The National Association of Realtors (NAR) recently released Existing Home Sales data for February, and in the accompanying press release, there was a story on affordability that captured media headlines.
NAR’s chief economist, Lawrence Yun, noted, “Housing affordability continues to be a major challenge, as buyers are getting a double whammy: rising mortgage rates and sustained price increases.” He added that, “Monthly payments have risen by 28% from one year ago – which interestingly is not a part of the consumer price index – and the market remains swift with multiple offers still being recorded on most properties.”

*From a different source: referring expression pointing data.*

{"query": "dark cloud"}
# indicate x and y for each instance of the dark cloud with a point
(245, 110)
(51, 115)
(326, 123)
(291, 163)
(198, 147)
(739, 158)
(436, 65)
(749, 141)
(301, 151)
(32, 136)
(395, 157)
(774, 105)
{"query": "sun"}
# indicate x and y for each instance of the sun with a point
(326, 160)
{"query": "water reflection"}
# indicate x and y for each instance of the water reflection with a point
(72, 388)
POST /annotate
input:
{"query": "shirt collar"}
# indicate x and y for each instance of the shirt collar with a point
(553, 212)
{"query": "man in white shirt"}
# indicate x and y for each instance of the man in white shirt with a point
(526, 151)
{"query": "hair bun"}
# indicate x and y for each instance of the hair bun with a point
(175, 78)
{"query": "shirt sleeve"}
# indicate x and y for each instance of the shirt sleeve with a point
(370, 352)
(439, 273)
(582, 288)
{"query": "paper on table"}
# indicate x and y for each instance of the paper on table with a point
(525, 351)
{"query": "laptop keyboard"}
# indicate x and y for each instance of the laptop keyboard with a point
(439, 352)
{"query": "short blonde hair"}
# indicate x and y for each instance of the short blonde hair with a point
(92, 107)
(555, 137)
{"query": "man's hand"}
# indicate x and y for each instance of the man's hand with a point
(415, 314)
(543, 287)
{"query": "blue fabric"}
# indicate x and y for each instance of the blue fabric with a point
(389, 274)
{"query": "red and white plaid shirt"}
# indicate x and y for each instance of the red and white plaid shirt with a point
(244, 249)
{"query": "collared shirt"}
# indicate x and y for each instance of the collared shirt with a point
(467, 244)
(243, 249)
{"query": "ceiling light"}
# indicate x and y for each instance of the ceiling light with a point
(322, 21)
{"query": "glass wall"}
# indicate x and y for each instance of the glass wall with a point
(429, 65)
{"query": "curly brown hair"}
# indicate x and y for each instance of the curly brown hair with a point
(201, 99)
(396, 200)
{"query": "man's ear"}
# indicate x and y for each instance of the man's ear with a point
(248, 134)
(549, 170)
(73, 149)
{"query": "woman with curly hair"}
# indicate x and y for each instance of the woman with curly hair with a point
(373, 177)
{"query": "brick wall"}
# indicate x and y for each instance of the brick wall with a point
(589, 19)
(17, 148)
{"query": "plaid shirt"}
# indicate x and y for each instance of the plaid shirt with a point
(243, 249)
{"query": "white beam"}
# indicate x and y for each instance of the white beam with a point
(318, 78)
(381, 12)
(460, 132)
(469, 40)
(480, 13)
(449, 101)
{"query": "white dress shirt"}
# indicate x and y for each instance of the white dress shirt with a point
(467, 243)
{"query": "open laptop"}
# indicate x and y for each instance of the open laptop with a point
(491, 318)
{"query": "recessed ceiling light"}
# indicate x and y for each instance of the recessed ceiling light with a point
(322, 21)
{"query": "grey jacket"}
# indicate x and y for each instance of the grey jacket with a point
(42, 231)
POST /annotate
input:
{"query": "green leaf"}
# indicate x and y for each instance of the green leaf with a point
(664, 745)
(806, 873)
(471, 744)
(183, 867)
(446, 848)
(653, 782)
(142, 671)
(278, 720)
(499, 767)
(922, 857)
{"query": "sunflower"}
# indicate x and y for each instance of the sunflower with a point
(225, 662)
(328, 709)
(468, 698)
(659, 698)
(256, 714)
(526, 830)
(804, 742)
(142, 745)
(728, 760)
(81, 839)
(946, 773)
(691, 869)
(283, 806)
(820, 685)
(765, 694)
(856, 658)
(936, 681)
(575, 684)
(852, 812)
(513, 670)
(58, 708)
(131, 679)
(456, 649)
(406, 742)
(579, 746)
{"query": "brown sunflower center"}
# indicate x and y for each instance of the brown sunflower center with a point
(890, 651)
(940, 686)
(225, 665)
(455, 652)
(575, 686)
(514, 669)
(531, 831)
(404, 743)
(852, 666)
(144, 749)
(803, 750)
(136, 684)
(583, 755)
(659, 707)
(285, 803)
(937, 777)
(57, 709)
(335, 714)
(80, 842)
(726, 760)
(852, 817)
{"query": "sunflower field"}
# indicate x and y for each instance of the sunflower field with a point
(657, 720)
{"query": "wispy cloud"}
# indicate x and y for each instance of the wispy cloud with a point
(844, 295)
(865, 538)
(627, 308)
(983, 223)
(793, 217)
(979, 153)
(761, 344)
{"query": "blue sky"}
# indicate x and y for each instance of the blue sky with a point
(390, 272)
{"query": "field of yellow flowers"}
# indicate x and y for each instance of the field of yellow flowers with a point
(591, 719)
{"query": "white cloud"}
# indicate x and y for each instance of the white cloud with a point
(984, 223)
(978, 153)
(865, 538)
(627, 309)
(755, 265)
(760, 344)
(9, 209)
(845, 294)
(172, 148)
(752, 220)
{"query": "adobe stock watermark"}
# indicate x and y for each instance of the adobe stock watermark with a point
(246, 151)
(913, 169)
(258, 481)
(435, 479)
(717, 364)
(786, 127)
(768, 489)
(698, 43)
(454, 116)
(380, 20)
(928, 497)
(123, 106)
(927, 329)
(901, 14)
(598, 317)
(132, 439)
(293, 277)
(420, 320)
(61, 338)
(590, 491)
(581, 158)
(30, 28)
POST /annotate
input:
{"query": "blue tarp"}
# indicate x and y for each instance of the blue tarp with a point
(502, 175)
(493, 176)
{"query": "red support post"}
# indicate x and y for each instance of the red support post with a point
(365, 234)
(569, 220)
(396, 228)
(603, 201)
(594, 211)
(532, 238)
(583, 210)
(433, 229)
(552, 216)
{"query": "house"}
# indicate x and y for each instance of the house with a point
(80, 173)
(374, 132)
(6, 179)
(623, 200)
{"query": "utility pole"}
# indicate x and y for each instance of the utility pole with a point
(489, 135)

While this 28% increase certainly sounds concerning at first glance, it’s important to take everything into account, including incomes. Let’s look at an example:
The above example shows a median priced home in 2021 with 20% down and a 3.375% rate. Notice how the P&I ratio is 20%. The example also shows the numbers if we were to fast forward to today.
Comparing the payments of both loans, the difference of $298 is a 28% increase from last year. But you cannot just look at the payment on its own!
Incomes have increased by 6% since last year, but that’s all wage growth. Private sector wages have gone up by almost 10%, which is likely more indicative of the homebuyer crop. But using 6%, and factoring in the increase in monthly payment, the change in P&I ratio is only 3%. The payment has increased and affordability has gone down slightly, but the impact on homebuyers is much less than the media headlines would lead you to believe.